How is this calculated?

Most of these charts use two stats tricks: Bayesian shrinkage so rare matchups don't dominate the leaderboards, and Wilson confidence intervals so we can show honest error bars on small samples. Cells with fewer than 5 games are hidden; cells with 5–9 games are shown with low color saturation as a hint that the prior is doing most of the work.

Ancient One difficulty

We compute the loss rate (defeats divided by total games) for each Ancient One that has at least 5 games logged. The error bars are 95% Wilson score intervals — well-behaved on small samples, unlike the naïve normal approximation. The list is sorted hardest (highest loss rate) first.

Investigator × Ancient One

For each (investigator, Ancient One) pair, the raw win rate is just wins / games. The shrunk win rate uses a Beta(α, β) prior centered on the global win rate, with prior strength of 10 — i.e. each cell is pulled toward the mean as if 10 extra games at the global average had been added. Cells with fewer than 5 games are omitted entirely.

Shrinkage, visually

The leaderboards and tier list use shrunk win rates, computed against a community-mean prior with strength 10. The plot below shows what that actually does to each investigator's number. Investigators with thousands of games barely move; those with only the 30-game floor get yanked toward the middle.

Shrinkage in action

Each dot is an investigator. The diagonal would mean 'no shrinkage'; the horizontal line at the community mean shows the pull. Small-sample investigators (smaller dots) get yanked toward the middle.

N= 96,488 HOW?

Calibration check

A good shrunk estimate should match observed reality in aggregate: if we bucket cells by their predicted (shrunk) win rate, the observed (raw) average inside each bucket should fall close to the diagonal. Systematic deviation would indicate the prior is biased.

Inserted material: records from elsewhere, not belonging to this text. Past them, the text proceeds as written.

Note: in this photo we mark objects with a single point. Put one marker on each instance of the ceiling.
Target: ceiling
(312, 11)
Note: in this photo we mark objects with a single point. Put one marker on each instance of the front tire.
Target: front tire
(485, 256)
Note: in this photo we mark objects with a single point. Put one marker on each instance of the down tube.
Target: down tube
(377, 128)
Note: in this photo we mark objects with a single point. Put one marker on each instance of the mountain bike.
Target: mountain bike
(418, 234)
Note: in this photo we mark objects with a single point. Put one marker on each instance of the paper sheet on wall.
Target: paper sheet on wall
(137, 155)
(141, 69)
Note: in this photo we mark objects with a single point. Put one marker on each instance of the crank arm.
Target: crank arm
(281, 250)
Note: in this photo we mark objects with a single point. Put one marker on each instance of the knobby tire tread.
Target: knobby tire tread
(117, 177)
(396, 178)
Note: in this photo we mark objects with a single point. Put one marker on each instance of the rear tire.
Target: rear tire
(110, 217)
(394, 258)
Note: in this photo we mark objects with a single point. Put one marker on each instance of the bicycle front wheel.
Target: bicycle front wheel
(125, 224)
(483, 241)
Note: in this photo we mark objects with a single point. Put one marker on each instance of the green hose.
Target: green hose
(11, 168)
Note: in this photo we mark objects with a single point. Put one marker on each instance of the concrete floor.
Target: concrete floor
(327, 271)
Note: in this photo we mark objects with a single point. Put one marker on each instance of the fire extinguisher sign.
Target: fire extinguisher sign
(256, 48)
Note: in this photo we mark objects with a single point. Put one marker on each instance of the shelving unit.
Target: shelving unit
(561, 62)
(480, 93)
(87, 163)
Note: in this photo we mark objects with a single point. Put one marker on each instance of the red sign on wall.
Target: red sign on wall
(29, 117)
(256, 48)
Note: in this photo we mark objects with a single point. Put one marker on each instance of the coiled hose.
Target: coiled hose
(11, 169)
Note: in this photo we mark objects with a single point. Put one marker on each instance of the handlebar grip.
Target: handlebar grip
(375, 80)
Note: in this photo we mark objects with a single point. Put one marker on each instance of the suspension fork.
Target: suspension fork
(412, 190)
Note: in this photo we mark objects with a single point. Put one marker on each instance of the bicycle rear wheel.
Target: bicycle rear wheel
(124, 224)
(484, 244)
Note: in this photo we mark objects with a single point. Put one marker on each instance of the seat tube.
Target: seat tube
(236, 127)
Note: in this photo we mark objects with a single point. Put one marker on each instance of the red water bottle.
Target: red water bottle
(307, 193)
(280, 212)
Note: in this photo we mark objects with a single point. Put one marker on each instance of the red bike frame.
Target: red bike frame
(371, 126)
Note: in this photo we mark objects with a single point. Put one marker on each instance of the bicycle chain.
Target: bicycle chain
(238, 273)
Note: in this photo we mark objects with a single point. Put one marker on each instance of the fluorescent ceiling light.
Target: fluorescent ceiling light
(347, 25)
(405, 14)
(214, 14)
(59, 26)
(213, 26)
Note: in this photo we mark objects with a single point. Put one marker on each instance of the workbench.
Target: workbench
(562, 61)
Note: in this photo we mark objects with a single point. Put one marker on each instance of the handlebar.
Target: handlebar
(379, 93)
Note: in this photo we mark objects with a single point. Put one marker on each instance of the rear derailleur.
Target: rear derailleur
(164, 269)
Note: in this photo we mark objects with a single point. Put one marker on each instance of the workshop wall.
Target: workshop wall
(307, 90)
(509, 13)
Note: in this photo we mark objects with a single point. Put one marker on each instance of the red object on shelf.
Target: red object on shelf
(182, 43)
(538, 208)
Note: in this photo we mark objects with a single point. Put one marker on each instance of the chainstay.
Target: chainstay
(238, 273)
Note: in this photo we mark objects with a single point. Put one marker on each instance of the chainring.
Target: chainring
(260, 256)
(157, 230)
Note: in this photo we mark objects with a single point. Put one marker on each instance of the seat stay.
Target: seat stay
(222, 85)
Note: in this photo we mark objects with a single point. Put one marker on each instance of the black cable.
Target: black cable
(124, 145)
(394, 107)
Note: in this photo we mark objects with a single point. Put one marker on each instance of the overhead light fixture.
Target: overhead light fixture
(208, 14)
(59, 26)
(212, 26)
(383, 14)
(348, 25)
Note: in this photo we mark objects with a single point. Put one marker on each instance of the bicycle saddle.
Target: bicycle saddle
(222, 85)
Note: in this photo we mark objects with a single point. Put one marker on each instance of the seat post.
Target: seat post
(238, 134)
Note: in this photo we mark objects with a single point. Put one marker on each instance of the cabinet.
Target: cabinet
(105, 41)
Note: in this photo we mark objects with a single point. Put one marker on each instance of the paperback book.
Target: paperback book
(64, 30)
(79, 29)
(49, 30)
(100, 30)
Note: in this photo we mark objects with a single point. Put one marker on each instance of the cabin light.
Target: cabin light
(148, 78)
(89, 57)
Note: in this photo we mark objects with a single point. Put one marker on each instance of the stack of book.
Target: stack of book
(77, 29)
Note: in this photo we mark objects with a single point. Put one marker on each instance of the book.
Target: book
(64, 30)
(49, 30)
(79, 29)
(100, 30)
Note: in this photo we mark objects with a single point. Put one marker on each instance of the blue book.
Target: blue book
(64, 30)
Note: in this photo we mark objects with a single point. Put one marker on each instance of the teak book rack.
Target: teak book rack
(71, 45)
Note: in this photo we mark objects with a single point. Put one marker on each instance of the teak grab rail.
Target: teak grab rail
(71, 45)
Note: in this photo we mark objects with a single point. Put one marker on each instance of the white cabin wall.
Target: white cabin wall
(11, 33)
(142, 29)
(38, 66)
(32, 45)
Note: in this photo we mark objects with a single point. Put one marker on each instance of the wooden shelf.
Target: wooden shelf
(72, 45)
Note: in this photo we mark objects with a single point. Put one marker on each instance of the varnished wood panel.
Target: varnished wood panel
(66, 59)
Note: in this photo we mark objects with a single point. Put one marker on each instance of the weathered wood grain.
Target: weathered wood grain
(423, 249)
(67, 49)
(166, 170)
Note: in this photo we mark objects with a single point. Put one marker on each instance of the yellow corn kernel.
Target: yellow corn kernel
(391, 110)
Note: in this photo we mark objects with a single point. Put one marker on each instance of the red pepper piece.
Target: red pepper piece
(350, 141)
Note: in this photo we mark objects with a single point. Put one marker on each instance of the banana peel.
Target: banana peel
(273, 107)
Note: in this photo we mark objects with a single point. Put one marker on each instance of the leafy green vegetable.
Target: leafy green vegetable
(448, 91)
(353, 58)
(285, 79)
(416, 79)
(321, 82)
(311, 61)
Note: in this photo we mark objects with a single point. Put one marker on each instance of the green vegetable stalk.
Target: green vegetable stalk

Calibration of shrunk win rates

Within each bucket of predicted (shrunk) win rate, we plot the actual observed win rate. Points on the diagonal = well-calibrated. Systematic deviation = the model over- or under-predicts.

N= 96,488 HOW?

Doom-track distribution

For each Ancient One we build a histogram of the final doom-track value across all games where it was reported. The ridgeline view normalizes each AO's histogram so the densities are comparable across rows. Bimodal shapes (mass near 0 and near 15) indicate a "swingy" AO where games end decisively in either direction; smooth unimodal shapes indicate predictable pacing.

Source

The underlying spreadsheet is maintained by the Eldritch Horror community. We fetch the raw submissions tab once a day, normalize, and rebuild. See the repository for the pipeline source.